Review: 1991 Bowman
"You ain't a beauty, but hey you're alright." - Bruce Springsteen
The year was 1991. Operation: Desert Storm was the big news item of the year, the last thing even slightly resembling a good Metallica album was released, and The Undertaker began his Wrestlemania undefeated streak that still stands. Meanwhile, the football trading card industry was about to explode. After brands like Pro Set, Score, Fleer, and Action Packed proved that the hobby could support multiple brands, more and more wanted in on the action. And along with new entries like Upper Deck, Pacific, Pro Line, and Wild Card, the existing companies all decided that maybe they could put out more than one set themselves. (More on that at a later date, probably) So after resurrecting the Bowman brand for baseball in 1989, the Topps company decided to do the same for football in 1991. But what did the new Bowman brand of cards have to offer that the regular Topps set didn't? I dunno, but I do know one thing: Our Wal-Mart had apparently ordered a metric fuckload of these things, so within a few months, they got as low as 20 cents a pack, so we all bought the living crap out of them.
Design-wise, they were really nothing special. While all the newer entries into the business had seemed to leave Topps in the dust as far as physical quality went, these were even a step down from the regular Topps set. The design was boring, the photo printing was dull and grainy, the cards were the same old-school Topps thick card stock that was all lumpy on the front and could get rounded off at the corners with even slight abuse, and the card backs were done in a two-color process that left most of the card area in an unprinted raw cardboard gray. It's a shame, too, because with better print quality, the fronts really would have looked okay, in a simple, stripped-down sort of way.

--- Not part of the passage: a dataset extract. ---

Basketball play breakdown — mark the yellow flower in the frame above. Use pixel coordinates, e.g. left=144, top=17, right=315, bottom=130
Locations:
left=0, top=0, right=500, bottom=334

As far as player selection goes, I guess they did as much as they could with what they had to work with. Like I mentioned in the '90 Fleer review, overproduction had sucked all the potential value out of any standard-issue set of the time anyway, and most of the hot rookies of 1990 and 1991 really didn't pan out whatsoever. And like just about everyone else, they neglected to make a card of an unheralded rookie out of Southern Miss named Brett Favor, or something like that, so there went the one guy that could have saved the day, as far as book value is concerned. Still, this was a HUGE set with a lot of draft picks included, and they put a few guys in there that weren't in other sets, and were one of the very few to make a 1991 card of Shannon Sharpe. It's like a fifty-cent card, but hey, it's something, right?
Also included were special gold-foil stamped cards at a rate of one per pack. This was kind of a big deal, as foil on cards wasn't a very common thing back in those days, and these served as a precursor to the foil cards that were really hot in the 1992 set and to a lesser extent in 1993. These inclided subsets for star rookies, playoff game highlights, and league leaders. Sadly, these were viewed as a subset with less value than the player's standard-issue card, so they didn't generate a whole lot of interest among collectors. They looked kind of nice, though.
Overall, I shouldn't like this set, but I still do. 1991 Was kind of the last gasp for cards coming as a base set and nothing else, and as one of those sets, Bowman did everything it needed to. Sure, there was no Favre rookie, but at the time no one cared, as we all chased after the $1.25 (and that was big money at the time) cards of Todd Marinovich and Dan McGwire. The sad part is that we may be looking back with the same "boy, how stupid were we?" hindsight when Matt Leinart and Jay Cutler's careers go on horrible death-spirals and Brodie Croyle ends up being the new Football Jesus someday. Hey, it could happen.